How do you integrate #int 1/(x^2+6x+9)# using substitution?

Question

Charles Anctil · Accepted Answer

Substitute #u=x+3# to get #intu^-2dx# and thence #-1/(x+3)+C# The denominator is a perfect square, namely #(x+3)^2# which greatly simplifies the process. Notice that the denominator is a parabola with its vertex at #(-3,0)#, so the #x#-axis is a tangent at that point. Consequently the graph of #1/(x^2+6x+9)# is just the graph of #1/x^2# transformed by a shift to the left by #3#. If the denominator had not been a perfect square, the substitution would have led either to something like #1/((x-a)(x-b))# or something like #1/((x-b)^2+a^2)#, taking you into the realm of logarithms and arctangents.
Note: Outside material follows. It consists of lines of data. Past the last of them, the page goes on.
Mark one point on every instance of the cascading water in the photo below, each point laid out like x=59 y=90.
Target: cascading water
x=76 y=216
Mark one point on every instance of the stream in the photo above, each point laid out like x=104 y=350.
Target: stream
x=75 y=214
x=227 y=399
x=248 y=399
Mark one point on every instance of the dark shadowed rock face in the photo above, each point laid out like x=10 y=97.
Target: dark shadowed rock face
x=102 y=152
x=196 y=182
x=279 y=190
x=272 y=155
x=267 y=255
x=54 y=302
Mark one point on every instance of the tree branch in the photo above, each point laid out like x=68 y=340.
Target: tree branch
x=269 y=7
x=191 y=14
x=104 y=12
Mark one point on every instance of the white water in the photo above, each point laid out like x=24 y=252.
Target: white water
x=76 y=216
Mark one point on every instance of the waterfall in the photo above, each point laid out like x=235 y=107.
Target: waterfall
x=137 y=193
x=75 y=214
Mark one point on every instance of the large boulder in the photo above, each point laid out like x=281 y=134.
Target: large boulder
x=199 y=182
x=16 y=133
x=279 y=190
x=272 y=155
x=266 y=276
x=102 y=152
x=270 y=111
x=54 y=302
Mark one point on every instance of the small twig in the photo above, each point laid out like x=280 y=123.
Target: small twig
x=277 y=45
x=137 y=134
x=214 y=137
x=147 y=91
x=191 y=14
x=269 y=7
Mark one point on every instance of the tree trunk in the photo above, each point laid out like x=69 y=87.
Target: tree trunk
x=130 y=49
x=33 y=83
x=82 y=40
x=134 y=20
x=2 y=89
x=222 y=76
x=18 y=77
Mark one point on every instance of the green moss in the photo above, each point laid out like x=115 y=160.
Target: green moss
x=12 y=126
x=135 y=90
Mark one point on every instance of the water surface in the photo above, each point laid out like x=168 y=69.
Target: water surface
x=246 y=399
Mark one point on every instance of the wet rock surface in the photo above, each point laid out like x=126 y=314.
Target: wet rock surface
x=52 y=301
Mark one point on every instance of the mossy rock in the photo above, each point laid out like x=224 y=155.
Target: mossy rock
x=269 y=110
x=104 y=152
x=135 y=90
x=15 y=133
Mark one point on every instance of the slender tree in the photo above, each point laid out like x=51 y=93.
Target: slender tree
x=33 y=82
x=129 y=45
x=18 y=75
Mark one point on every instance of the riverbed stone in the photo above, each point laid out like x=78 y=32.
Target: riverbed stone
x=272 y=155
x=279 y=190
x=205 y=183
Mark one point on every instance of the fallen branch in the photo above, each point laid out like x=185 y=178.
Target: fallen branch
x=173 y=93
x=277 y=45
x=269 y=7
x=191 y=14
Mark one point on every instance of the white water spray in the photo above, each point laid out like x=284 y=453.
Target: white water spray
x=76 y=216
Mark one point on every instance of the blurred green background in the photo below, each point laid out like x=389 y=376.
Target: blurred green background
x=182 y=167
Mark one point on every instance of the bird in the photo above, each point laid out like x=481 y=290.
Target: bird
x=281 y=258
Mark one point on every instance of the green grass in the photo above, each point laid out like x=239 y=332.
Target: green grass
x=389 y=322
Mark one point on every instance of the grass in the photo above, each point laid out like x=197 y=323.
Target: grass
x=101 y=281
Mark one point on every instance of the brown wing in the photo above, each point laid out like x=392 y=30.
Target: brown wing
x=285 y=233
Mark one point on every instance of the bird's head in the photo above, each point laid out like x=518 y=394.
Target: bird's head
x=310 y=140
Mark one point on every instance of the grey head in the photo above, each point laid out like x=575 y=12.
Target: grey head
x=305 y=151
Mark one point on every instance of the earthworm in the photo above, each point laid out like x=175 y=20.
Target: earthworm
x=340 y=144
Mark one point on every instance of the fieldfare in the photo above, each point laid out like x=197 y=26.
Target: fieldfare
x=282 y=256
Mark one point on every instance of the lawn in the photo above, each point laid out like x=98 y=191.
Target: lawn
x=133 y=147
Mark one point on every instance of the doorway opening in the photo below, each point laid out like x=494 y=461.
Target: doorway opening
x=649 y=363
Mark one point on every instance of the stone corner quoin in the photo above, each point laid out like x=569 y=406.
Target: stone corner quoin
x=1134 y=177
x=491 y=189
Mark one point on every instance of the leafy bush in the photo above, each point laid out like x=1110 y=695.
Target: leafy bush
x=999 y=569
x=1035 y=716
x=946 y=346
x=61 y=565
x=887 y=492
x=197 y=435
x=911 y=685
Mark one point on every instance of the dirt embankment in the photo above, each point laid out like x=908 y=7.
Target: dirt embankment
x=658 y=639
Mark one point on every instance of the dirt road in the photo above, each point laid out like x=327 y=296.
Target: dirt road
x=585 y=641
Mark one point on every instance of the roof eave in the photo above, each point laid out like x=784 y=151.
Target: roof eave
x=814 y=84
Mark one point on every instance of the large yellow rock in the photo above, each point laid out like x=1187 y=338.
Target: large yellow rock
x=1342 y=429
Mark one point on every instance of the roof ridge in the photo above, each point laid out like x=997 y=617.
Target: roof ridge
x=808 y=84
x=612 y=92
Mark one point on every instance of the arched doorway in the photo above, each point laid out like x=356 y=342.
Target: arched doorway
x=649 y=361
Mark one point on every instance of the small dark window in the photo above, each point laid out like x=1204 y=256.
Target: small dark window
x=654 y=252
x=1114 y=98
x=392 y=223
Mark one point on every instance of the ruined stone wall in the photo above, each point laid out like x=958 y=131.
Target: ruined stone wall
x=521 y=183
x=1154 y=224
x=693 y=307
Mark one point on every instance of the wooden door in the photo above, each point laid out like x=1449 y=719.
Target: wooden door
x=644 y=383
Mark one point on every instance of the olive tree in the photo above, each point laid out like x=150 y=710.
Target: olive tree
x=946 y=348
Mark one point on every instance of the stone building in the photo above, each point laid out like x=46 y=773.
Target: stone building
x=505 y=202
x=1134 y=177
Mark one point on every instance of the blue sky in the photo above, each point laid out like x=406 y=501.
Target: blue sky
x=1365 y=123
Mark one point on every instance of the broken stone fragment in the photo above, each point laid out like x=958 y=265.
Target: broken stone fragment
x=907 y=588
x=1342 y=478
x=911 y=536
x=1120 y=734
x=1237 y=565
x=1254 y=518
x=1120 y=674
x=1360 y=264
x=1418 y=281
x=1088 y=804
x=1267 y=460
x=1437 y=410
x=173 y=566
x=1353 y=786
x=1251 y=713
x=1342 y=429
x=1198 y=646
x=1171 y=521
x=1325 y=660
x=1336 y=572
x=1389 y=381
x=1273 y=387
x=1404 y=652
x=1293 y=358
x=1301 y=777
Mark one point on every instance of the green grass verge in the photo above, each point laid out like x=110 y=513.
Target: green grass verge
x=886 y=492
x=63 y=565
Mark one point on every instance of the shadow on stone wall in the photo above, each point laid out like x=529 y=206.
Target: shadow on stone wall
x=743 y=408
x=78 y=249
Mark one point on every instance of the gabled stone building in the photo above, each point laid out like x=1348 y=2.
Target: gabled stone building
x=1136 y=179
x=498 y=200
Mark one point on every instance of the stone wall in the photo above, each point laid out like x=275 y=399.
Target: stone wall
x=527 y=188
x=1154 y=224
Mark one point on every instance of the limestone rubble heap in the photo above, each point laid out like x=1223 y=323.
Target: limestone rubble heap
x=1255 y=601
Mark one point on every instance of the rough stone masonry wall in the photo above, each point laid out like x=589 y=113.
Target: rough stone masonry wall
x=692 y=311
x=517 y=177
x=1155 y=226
Christopher Agresta · Answer

undefined To integrate $ \int \frac{1}{x^2 + 6x + 9} $ using substitution, we can follow these steps:

1. Complete the square in the denominator: $ x^2 + 6x + 9 = (x + 3)^2 $.
2. Let $ u = x + 3 $, so $ du = dx $.
3. Rewrite the integral in terms of $ u $: $ \int \frac{1}{u^2} du $.
4. Integrate $ \frac{1}{u^2} $ with respect to $ u $ to get $ -\frac{1}{u} + C $.
5. Substitute back $ x + 3 $ for $ u $: $ -\frac{1}{x + 3} + C $.

Therefore, the integral of $ \frac{1}{x^2 + 6x + 9} $ using substitution is $ -\frac{1}{x + 3} + C $, where $ C $ is the constant of integration.